Re: [galaxy-user] Cuffdiff output

2014-03-12 Thread Ian Donaldson 
I am quite new to RNA-seq analysis, but what I have learned so far is that 
replicates are important.  If you have this result with no replicates then 
P-values are more or less meaningless.  You can also gauge what is happening by 
looking at the modelled read count output.  If the counts are both less than 
50ish you are unlikely to have a robust result for that gene/transcript.

Ian 



From: galaxy-user-boun...@lists.bx.psu.edu 
[galaxy-user-boun...@lists.bx.psu.edu] on behalf of Malik, Shivani 
[shivani.ma...@ucsf.edu]
Sent: 11 March 2014 21:43
To: galaxy-user@lists.bx.psu.edu
Subject: [galaxy-user] Cuffdiff output

Hi,
I have a question about interpreting the cuffdiff data and how to pick up 
significant genes.
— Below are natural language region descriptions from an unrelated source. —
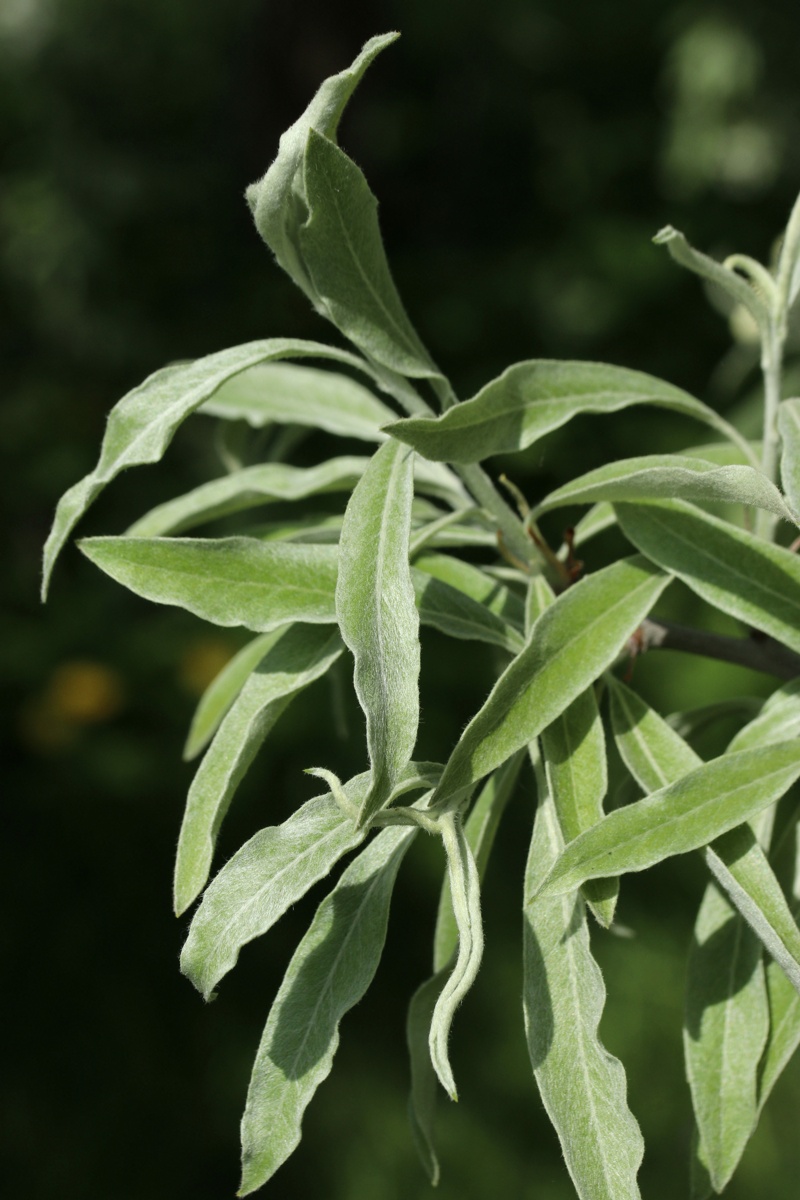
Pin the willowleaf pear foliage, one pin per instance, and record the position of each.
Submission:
(416, 533)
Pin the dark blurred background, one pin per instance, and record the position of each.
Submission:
(524, 153)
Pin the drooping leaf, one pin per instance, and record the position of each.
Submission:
(300, 655)
(479, 831)
(788, 423)
(465, 895)
(531, 399)
(263, 880)
(667, 477)
(277, 201)
(286, 394)
(582, 1085)
(329, 973)
(725, 1032)
(228, 581)
(245, 490)
(683, 816)
(343, 253)
(573, 753)
(378, 617)
(743, 575)
(569, 647)
(142, 425)
(222, 691)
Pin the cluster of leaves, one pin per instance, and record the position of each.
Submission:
(364, 580)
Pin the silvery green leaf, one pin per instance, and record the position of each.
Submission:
(378, 617)
(651, 750)
(788, 423)
(222, 691)
(725, 1032)
(455, 613)
(298, 657)
(531, 399)
(228, 581)
(656, 756)
(425, 1086)
(475, 583)
(715, 273)
(573, 753)
(284, 394)
(343, 253)
(277, 199)
(540, 595)
(597, 519)
(465, 895)
(480, 829)
(743, 575)
(569, 647)
(263, 880)
(582, 1086)
(685, 815)
(329, 973)
(142, 425)
(668, 477)
(248, 489)
(777, 720)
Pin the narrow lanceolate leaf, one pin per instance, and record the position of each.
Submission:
(573, 751)
(715, 273)
(725, 1032)
(299, 657)
(222, 691)
(143, 424)
(266, 876)
(582, 1086)
(684, 816)
(329, 973)
(573, 641)
(425, 1086)
(475, 583)
(531, 399)
(671, 477)
(465, 894)
(378, 617)
(479, 831)
(228, 581)
(656, 755)
(788, 423)
(284, 394)
(344, 257)
(277, 199)
(247, 489)
(743, 575)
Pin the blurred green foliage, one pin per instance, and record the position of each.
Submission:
(524, 153)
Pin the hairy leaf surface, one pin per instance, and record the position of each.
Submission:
(733, 570)
(531, 399)
(378, 617)
(299, 655)
(266, 876)
(329, 973)
(667, 477)
(683, 816)
(143, 424)
(277, 201)
(228, 581)
(570, 646)
(582, 1086)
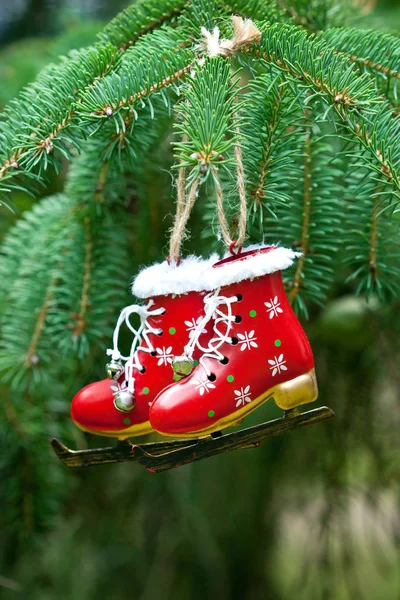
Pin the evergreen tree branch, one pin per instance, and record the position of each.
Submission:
(139, 19)
(86, 281)
(377, 51)
(305, 227)
(352, 97)
(206, 119)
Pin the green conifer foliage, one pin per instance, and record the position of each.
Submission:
(314, 107)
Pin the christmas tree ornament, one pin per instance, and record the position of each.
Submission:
(231, 339)
(118, 406)
(114, 369)
(258, 350)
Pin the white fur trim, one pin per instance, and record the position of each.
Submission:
(161, 278)
(255, 265)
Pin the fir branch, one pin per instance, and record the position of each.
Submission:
(373, 52)
(270, 143)
(86, 281)
(121, 92)
(31, 358)
(370, 234)
(206, 119)
(305, 226)
(258, 10)
(142, 17)
(34, 127)
(333, 81)
(377, 51)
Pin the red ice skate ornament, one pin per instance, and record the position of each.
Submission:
(244, 333)
(216, 339)
(258, 349)
(173, 303)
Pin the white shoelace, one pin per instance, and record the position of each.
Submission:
(212, 304)
(133, 361)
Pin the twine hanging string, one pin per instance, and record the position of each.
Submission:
(245, 32)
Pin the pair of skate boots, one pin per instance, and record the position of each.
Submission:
(215, 340)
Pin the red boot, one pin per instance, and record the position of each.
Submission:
(259, 350)
(119, 406)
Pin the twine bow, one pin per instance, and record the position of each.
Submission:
(245, 32)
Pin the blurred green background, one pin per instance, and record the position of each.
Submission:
(312, 515)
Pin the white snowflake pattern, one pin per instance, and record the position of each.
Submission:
(192, 325)
(118, 387)
(242, 396)
(247, 340)
(277, 365)
(203, 384)
(273, 307)
(165, 355)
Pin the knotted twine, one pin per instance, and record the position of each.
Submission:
(245, 32)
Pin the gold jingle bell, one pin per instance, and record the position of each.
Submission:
(182, 367)
(124, 401)
(114, 369)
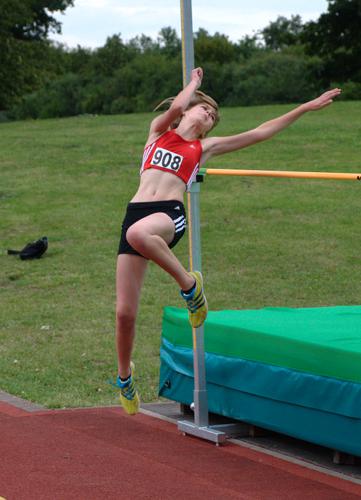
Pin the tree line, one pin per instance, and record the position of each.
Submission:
(287, 61)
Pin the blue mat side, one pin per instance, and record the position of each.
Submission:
(331, 429)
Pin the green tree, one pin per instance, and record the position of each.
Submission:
(24, 27)
(335, 37)
(283, 33)
(216, 48)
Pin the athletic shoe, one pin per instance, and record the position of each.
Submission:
(196, 302)
(129, 397)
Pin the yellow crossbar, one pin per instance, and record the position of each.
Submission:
(280, 173)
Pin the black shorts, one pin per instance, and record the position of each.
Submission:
(137, 211)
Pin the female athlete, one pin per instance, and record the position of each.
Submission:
(155, 219)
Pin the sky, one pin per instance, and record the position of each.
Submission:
(90, 22)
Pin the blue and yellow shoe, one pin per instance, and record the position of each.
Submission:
(196, 302)
(128, 396)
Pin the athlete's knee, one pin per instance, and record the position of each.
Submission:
(136, 237)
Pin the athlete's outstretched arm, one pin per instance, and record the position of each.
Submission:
(219, 145)
(161, 123)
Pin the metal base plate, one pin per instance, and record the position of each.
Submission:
(216, 433)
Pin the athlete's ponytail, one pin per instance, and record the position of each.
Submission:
(198, 98)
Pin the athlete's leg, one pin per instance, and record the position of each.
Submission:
(150, 237)
(129, 280)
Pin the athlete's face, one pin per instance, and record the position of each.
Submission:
(204, 114)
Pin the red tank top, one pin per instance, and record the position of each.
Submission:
(171, 153)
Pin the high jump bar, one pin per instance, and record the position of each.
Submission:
(282, 173)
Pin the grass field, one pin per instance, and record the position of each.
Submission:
(265, 242)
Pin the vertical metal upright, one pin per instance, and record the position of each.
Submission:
(200, 427)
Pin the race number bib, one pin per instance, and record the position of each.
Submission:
(166, 159)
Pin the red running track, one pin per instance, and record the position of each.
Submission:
(102, 453)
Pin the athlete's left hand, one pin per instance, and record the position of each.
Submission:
(324, 100)
(197, 76)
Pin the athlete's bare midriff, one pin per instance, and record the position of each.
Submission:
(156, 185)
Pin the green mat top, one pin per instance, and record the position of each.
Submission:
(325, 341)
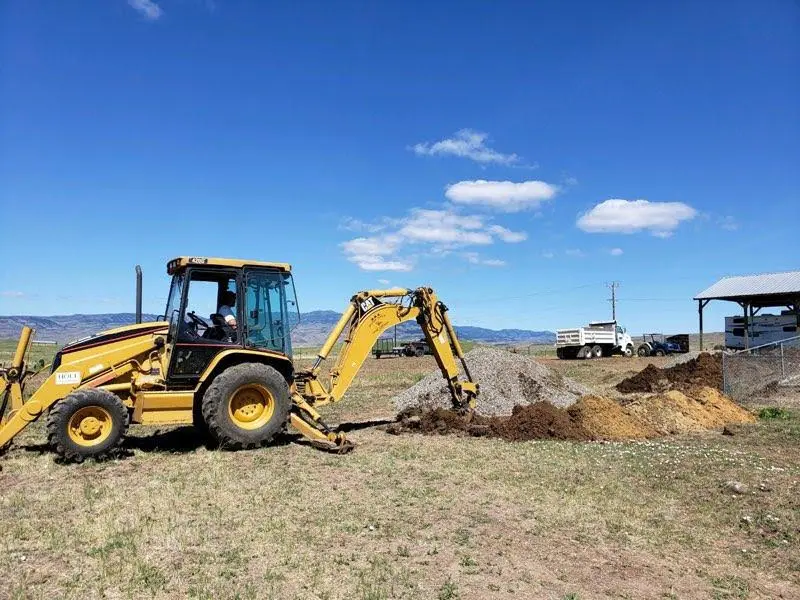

I have genes which show ~8 fold change between 2 conditions: 
eg from FPKM of 0.08 to 28 and yet they are not significant. Is there is 
threshold of FPKM below which Cuffdiff does not consider it  an FPKM to be 
valid and hence significance in no? What downstream analysis should I use to 
extract a meaningful list of genes from the Cuffdiff data?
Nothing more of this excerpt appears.